The term “new Antisemitism” and differences and similarities between Anti-Zionism, antisemitism, and hatred against Israel have led to fierce debates among scholars. Instead of insulting each other and imagining themselves in a kind of “war”, Günther Jikeli argues, scholars would do better to look into the arguments and empirical evidence.

Jonathan Judaken has written about “Anti-antisemitic Hitmen and the New Judeophobia” in the Huffington Post on 4 February 2013.

However, his piece reveals more about the author’s flawed logic than about the issue itself that he calls the “new Judeophobia”. Judaken sees himself in the middle of a “high-stakes, scholarly turf war”, with “heavy artillery” and “bloodshed” to come. He believes that he is the prime victim of a recent “bomb throwing”.

What happened? Judaken was criticized by another scholar, Clemens Heni, for some of his works and approaches towards the study of antisemitism at the end of last year. Heni accused him and others who recently founded the “International Consortium for Research on Antisemitism and Racism” (ICRAR) of a number of flaws. Some of the accusations have some merit, while others might be without reason or of minor importance.

Judaken is well advised to respond to critiques, preferably with arguments. But what he did was to insult – interestingly not Heni who criticized him – but those who, through their research, give evidence that he is just wrong on a number of accounts.

He tries to portray a “war” between those who investigate, document, and analyze current trends of antisemitism in a broader social and historical context, such as eminent scholars Robert Wistrich and Alvin Rosenfeld on the one hand and delusional anti-Zionists or “post-Zionists” such as Norman Finkelstein, who has repeatedly used antisemitic arguments himself. Fittingly, he equates antisemitic formulas such as “Zionism is racism” and “Israel is an apartheid state” with the statement that “anti-Zionism is antisemitism”, and believes that “neo-conservative philosemitism serves as the reverse of Islamism’s Judaeophobia.” His wish for harmony, that is, the attempt to silence scholars who work on contemporary forms of antisemitism with flawed equations, denies antisemitism in effect.
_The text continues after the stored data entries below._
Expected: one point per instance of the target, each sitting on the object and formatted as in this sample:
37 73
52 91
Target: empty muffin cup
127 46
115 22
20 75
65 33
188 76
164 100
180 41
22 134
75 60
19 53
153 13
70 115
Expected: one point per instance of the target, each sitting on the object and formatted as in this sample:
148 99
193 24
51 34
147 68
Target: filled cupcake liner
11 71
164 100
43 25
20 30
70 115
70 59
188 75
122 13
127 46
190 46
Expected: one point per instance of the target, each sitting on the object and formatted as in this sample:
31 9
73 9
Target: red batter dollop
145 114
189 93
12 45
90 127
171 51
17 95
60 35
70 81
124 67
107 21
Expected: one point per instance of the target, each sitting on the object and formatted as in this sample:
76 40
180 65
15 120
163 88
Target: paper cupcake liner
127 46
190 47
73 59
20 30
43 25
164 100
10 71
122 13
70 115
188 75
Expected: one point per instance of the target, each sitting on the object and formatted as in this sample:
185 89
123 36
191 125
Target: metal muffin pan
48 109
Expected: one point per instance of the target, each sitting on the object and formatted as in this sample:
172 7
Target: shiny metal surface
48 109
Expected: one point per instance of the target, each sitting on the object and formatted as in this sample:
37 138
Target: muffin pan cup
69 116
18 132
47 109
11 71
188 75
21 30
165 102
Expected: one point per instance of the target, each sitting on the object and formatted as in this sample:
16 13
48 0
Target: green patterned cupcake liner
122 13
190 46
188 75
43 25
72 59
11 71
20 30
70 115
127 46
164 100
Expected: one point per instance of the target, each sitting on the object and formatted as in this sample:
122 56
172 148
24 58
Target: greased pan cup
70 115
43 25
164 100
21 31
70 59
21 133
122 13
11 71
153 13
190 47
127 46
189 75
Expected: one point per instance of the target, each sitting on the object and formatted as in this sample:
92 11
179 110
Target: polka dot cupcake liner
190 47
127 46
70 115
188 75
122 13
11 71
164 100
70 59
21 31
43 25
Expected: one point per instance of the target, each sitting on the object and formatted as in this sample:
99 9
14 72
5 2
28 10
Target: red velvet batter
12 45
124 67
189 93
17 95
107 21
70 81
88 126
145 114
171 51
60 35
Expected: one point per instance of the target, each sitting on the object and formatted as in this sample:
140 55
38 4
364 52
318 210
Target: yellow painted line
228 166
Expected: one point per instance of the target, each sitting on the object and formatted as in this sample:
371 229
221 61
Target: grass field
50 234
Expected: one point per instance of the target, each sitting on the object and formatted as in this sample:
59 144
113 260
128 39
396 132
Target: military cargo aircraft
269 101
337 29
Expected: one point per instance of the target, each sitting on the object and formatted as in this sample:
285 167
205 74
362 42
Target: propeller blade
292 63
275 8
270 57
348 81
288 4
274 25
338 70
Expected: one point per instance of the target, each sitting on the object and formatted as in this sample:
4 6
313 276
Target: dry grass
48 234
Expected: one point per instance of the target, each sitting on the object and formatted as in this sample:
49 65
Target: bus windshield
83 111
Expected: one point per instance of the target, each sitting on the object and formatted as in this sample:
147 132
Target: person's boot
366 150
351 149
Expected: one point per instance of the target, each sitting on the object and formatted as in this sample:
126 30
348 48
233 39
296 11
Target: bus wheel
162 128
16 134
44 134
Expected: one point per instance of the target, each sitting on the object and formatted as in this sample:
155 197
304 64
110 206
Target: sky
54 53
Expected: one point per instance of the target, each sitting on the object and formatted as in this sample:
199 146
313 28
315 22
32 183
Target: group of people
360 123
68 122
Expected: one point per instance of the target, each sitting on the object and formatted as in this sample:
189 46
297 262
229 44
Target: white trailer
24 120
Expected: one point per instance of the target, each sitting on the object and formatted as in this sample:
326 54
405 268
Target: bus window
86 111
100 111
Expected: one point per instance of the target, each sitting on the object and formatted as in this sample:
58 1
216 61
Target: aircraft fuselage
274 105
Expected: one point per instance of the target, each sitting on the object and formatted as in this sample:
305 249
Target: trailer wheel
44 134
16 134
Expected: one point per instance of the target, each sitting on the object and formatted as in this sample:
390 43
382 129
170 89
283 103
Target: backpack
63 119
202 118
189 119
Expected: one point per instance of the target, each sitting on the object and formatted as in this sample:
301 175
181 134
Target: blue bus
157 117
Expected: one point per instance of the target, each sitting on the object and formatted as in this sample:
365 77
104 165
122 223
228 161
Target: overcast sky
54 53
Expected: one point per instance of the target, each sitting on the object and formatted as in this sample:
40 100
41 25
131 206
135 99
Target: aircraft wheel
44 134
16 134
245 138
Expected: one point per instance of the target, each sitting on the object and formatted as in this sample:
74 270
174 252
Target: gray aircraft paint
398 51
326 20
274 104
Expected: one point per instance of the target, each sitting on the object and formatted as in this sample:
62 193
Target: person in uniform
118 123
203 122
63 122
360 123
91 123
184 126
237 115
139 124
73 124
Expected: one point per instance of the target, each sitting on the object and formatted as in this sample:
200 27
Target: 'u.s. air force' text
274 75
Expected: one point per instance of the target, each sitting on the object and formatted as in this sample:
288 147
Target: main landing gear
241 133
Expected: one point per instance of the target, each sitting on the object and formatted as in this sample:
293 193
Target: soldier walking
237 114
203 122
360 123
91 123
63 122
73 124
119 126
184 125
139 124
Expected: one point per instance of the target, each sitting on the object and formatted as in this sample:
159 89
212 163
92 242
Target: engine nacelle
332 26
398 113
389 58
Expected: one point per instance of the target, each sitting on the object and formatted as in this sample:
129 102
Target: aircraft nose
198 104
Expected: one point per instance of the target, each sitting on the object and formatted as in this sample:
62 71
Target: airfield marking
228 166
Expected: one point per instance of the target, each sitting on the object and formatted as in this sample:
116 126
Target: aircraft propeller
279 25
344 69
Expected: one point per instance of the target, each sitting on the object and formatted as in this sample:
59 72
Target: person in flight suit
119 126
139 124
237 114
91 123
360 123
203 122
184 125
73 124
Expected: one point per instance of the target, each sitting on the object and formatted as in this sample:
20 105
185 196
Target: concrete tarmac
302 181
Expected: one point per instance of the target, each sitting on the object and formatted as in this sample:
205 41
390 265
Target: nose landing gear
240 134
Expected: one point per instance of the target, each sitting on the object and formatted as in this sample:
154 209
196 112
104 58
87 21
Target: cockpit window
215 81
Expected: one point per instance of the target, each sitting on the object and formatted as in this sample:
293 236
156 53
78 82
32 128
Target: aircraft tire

Judaken simply does not want to acknowledge the fact that old antisemitic tropes such as the blood libel appear more than often in anti-Zionist discourse; that anti-Zionism often spills over into verbal and physical attacks against Jews and that singling out the Jewish state as responsible for the evil of the world and questioning the legitimacy of the existence of the Jewish state of all other states is biased, that is, antisemitically biased.

Instead of looking into the historical and contemporary evidence that scholars such as Wistrich and Rosenfeld have gathered, he insults these very scholars as “hitmen”. Such tactics are very far away from scholarly debate and backfire on himself: He seems to lack arguments.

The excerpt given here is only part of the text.